Cisco Systems (NASDAQ:CSCO) had an interesting year - the stock went up 29% in the first eight months of the year before pulling back and ending the year with a gain of 11%. The reason for the fall in the price was the announcement by the company about a fall in the revenues for the current quarter. Cisco announced that the revenues are likely to fall by about 8-10% for the fourth quarter due to lower telecom sales and poor performance in the emerging markets. As a result, most of the analysts lowered their price targets prompting a rapid fall in the stock price. However, I believe the fall is short-term as there are no long-term concerns for the company and the stock price will continue to show an upward trend in the long-term.
Cash Flows Are Extremely Strong
Cisco's free cash flow in the last year was $11.73 billion, showing an increase of 13.2% compared to the free cash flow of the same period last year. Furthermore, the company's free cash flow increased by 31.7% over a two-year period. The growth in the free cash flows has been extremely impressive for the company. This growth will have a twofold affect for the investors: first, the company plans to take its payout ratio close to 50% of its free cash flows which means as the free cash flow increases, so will the dividends. At the moment, the payout ratio based on free cash flows is close to 30%.
However, the company is buying back its shares every year and returning some cash to its shareholders through buybacks. Net buybacks (shares repurchased minus new stock issues) for the trailing twelve months are $823 million. Payout ratio including the net buybacks goes up to 36%. There is still a lot of room for the company to grow its dividends and return more cash to its shareholders. The company's current part of long-term debt and other obligations which the company has to pay within a year was $8.18. As the cash flows of the company are strong, I do not believe debt will be an issue for Cisco.
Possibility of increased dividends
As the free cash flows of the company are increasing year-over-year, the current part of the debt and other obligations are decreasing.
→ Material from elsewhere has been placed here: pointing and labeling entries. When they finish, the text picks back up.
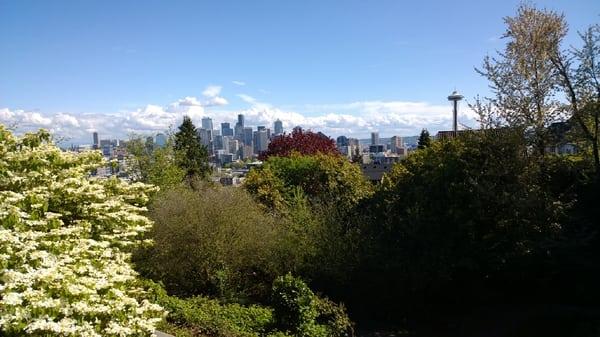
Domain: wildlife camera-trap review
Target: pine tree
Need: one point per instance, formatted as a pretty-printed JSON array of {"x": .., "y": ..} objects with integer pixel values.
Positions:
[
  {"x": 192, "y": 156},
  {"x": 424, "y": 139}
]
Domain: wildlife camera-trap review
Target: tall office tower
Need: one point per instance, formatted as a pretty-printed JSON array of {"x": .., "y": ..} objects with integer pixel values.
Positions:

Over the next two years, Cisco has an obligation of $4.54 billion for its debt commitments, an amount that is substantially lower than the current year figure of over $8 billion. As a result, free cash flows are expected to be even better in the coming two years. The company could also use this cash for capital expenditures which would allow the company to grow its revenues. Cisco's total long-term debt stood at $16.2 billion at the end of the last year, and in the trailing twelve months, it has come down to $12.9 billion. Usually the older debt is replaced with new debt issue in order to maintain a certain capital structure. Below table shows the debt payments that the company has to make over the next five years.
Payment due by period
Less than 1 year
1 to 3 years
3 to 5 years
India is a huge market for Cisco and it is expected to grow over the next three-five years. Currently, Cisco holds 60% of the market share in the telecom network infrastructure. In 8 out of the 10 segments of the networking industry of India, Cisco is the market leader. Although voice segment have flat growth rates, data services is expected to show robust growth. Over the course of 5 years starting from 2012 to 2017, data services industry is expected to grow 60 folds. Since Cisco's market share in India is 60%, the revenues of Cisco will grow substantially from the Indian data services market in the coming years. In the last fiscal year, Cisco recorded 37% expansion in the Indian market. Besides data services, Cisco has 75% market share of ENT routers which account for 20.3% of Cisco's revenue.
While the growth rates in the Indian market are impressive the risk of exchange rate may cloud the growth rates. Indian rupee has been falling which will cause the consolidated revenues and cash flows to be lower for the company. Furthermore, the Chinese market is not completely stable after it came out that the U.S. agencies were monitoring the internet data transmitted through Cisco's equipment. The blow from the Chinese market may not prove to be as big as it was thought; however, it did have an impact on the stock price. Despite these bumps over the past three months, the prospects are good for the company. These markets have a lot of potential to grow, which supersedes this threat and the company can still gain huge revenue growths from this segment.
Cisco has an impressive growth rate of 8% in the relatively mature North American market. However, the emerging markets may prove to be even bigger growth drivers for the company. As I said above, the price fall will be short-term in my opinion and it may have given an opportunity to the long-term investors to add to their position. The fundamentals are strong, the cash flows and revenue is growing at an impressive rate and the company is growing its dividends. I do not believe the long-term investors should panic.
Disclosure: I have no positions in any stocks mentioned, and no plans to initiate any positions within the next 72 hours.
Business relationship disclosure: I have no positions in any stocks mentioned, and no plans to initiate any positions within the next 72 hours. IAEResearch is not a registered investment advisor or broker/dealer. This article was written by an analyst at IAEResearch and represents his/her personal opinion about the companies mentioned in the article. The article is for informational purposes only and it should not be taken as an investment advice. Investors are encouraged to conduct their own due diligence before making an investment decision. I am not receiving any compensation (other than from Seeking Alpha) for this article, and have no relationship with the companies mentioned in the article.